Und weil diese Präsentation bei ihren erwachsenen Kurskollegen sehr gut ankam, habe sie nach und nach die übrigen sechs Kapitel geschrieben und auch die Bilder dazu gemalt.

Personen ohne Namen

Die Erzählung ist recht ungewöhnlich, denn die Personen darin haben keine richtigen Namen, sondern oft nur Buchstaben als Benennung, und es gibt auch nur märchenhafte Schauplätze – unter anderem ein großes Wasser und einen großen Berg und ein Schloss in einem großen Ort. Warum das so ist, wird auch gleich erklärt: weil es überall auf der Welt solche Helden gibt, an allen Orten. 

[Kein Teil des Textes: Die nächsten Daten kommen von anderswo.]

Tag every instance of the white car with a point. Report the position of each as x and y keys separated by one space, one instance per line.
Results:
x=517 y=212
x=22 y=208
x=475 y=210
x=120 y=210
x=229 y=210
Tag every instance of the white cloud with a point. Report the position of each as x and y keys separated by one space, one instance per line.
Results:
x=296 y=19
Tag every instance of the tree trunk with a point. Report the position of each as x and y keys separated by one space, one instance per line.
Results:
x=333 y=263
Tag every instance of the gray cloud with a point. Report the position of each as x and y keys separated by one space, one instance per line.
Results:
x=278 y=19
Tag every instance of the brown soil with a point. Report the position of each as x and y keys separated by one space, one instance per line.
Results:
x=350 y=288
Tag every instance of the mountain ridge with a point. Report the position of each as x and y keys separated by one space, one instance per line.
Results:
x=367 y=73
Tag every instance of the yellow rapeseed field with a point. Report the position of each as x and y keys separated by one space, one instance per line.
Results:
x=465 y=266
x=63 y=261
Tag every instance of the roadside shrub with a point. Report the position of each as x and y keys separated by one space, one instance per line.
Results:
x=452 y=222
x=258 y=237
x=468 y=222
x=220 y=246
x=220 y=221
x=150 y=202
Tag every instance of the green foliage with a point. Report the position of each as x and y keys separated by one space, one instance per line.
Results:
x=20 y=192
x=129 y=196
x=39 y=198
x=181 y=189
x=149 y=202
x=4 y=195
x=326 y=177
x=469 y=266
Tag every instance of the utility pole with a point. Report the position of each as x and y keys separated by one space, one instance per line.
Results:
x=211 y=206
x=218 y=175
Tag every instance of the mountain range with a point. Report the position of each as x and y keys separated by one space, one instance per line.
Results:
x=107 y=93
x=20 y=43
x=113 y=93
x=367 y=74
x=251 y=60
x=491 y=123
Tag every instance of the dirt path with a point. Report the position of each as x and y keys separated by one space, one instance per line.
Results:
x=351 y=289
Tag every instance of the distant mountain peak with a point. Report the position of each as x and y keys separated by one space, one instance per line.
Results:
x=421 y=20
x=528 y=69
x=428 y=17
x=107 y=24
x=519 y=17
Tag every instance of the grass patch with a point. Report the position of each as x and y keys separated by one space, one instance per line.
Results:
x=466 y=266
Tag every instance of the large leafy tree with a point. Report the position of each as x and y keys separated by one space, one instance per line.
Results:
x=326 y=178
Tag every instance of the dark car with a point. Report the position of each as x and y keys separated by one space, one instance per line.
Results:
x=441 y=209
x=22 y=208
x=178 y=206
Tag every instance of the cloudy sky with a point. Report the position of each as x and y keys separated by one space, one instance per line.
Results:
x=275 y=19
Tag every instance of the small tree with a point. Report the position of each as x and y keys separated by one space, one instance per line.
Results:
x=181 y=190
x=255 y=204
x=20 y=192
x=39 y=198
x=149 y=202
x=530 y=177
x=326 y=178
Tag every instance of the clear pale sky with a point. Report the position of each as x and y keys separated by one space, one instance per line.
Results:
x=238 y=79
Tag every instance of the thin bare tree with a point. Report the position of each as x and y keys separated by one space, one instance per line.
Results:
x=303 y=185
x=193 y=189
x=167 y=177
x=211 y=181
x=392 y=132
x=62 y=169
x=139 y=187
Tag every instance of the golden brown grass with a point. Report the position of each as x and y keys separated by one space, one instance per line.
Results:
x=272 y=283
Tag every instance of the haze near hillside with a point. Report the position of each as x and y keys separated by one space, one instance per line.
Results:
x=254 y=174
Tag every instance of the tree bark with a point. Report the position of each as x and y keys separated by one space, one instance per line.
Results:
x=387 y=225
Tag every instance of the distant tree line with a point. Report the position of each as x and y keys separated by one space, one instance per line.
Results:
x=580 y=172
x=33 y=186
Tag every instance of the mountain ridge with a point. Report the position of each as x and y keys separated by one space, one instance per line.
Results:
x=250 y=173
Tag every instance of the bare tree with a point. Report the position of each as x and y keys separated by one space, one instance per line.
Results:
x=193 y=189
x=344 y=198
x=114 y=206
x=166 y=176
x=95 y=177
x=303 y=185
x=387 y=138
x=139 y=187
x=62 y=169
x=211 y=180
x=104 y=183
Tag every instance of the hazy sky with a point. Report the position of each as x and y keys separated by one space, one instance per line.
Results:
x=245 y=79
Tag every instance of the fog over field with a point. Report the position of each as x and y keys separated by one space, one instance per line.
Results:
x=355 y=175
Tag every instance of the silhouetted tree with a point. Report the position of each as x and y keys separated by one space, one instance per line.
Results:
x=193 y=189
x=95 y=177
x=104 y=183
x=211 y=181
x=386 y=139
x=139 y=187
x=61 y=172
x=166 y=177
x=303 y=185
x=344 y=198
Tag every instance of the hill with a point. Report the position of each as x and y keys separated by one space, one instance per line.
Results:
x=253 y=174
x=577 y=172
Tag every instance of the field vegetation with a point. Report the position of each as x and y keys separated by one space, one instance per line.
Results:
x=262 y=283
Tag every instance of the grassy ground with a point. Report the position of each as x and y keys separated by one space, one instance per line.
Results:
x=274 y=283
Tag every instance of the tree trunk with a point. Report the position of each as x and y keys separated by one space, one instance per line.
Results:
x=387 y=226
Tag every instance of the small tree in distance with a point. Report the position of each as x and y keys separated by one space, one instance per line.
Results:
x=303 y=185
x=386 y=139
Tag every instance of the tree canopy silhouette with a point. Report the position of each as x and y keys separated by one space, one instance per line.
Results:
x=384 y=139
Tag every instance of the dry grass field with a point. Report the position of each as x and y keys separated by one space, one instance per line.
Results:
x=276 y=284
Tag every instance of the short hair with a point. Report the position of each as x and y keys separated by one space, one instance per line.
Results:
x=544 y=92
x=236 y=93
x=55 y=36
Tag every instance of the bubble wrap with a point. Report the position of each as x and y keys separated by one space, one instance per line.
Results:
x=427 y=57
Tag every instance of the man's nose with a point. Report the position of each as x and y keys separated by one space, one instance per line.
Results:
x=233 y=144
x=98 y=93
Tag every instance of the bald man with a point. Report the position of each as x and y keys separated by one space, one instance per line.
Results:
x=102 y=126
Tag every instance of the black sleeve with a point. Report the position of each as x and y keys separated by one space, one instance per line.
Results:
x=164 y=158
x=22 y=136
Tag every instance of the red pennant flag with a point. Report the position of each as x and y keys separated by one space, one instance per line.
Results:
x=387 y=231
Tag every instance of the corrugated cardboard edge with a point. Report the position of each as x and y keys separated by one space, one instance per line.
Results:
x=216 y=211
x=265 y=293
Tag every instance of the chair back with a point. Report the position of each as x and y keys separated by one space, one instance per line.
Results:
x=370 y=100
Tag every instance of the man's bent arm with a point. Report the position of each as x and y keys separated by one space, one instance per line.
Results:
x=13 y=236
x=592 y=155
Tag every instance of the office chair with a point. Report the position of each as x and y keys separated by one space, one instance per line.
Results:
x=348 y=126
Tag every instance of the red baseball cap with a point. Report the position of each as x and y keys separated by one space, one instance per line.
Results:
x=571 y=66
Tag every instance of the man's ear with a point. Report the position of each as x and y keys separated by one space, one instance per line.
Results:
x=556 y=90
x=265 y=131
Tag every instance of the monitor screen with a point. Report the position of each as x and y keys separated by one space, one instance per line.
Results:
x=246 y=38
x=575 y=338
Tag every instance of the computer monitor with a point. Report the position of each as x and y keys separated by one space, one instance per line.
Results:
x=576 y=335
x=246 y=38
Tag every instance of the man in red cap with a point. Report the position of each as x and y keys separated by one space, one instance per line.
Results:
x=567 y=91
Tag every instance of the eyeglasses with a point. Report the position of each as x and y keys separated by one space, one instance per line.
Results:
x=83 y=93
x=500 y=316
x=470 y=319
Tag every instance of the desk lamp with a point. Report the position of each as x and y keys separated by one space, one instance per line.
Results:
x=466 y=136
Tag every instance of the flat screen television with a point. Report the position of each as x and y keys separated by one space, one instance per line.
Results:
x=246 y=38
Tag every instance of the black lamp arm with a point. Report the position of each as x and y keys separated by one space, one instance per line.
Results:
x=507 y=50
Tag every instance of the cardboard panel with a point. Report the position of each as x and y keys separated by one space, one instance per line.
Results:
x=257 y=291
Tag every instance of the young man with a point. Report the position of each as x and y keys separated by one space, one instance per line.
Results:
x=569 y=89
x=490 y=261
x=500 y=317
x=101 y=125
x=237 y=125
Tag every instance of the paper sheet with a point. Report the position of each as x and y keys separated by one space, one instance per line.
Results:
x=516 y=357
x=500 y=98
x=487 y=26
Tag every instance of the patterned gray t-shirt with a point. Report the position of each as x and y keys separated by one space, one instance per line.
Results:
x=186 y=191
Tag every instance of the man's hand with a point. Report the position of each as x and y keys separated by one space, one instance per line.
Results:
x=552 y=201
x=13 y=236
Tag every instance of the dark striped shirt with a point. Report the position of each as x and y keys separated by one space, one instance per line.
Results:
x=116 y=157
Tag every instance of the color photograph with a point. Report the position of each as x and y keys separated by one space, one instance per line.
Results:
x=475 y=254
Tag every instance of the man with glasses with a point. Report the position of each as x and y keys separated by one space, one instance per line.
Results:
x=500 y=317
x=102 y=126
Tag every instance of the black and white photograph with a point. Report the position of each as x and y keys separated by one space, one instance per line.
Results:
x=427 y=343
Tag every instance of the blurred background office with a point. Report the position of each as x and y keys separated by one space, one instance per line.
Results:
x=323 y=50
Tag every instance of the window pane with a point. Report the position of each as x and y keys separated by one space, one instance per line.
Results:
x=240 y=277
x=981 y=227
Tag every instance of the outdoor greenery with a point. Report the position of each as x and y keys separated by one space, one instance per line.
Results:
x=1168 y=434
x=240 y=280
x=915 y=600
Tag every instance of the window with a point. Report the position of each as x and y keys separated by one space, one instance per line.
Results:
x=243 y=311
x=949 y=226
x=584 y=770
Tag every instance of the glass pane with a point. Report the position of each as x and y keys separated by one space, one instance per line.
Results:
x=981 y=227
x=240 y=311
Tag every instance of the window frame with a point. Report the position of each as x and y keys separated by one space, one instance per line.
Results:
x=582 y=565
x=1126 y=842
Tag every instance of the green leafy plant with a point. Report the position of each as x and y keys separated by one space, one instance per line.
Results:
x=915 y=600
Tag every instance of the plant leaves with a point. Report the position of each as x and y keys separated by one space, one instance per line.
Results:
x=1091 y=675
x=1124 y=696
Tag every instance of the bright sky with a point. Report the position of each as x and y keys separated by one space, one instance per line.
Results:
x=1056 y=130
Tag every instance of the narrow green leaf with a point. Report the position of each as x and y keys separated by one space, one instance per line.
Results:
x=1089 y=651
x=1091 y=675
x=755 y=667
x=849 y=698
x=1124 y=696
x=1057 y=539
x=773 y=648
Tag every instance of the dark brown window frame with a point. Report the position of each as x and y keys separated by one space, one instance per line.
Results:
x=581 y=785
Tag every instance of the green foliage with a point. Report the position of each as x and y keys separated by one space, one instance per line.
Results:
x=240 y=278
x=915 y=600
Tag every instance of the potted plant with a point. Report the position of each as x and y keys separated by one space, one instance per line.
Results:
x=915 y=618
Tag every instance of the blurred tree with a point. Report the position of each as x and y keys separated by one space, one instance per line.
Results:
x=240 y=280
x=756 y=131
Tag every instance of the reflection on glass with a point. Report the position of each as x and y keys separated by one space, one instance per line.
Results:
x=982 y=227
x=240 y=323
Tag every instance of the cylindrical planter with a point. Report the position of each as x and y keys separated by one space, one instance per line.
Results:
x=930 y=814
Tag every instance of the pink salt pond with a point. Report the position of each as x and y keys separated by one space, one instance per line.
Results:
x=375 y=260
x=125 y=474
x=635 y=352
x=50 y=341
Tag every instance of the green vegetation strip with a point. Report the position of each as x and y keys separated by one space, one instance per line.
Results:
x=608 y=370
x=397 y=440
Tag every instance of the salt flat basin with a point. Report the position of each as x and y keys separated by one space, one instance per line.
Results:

»K«, die Hauptfigur der Geschichte, verlässt die Schreibstube ihres Erfinders, um nach einem Lehrer zu suchen, der sie von Traurigkeit und Selbstzweifeln befreien soll. Auf ihrer Reise begegnet sie unter anderem einem Magier in einem dunklen Wald oder in einem grauen Nebel einem pfiffigen Kerlchen, später auch einem Zwerg der Wahrheit. Überall macht sie dabei interessante Erfahrungen über typisch menschliche Verhaltensweisen, besteht eine Reihe von Abenteuern und meistert Prüfungen. 

Immer wieder sieht sie sich Fragen gegenüber, wovor sie am meisten Angst hat, was sie sich am Sehnlichsten wünscht, und kommt dabei ihrem wahren Selbst immer näher.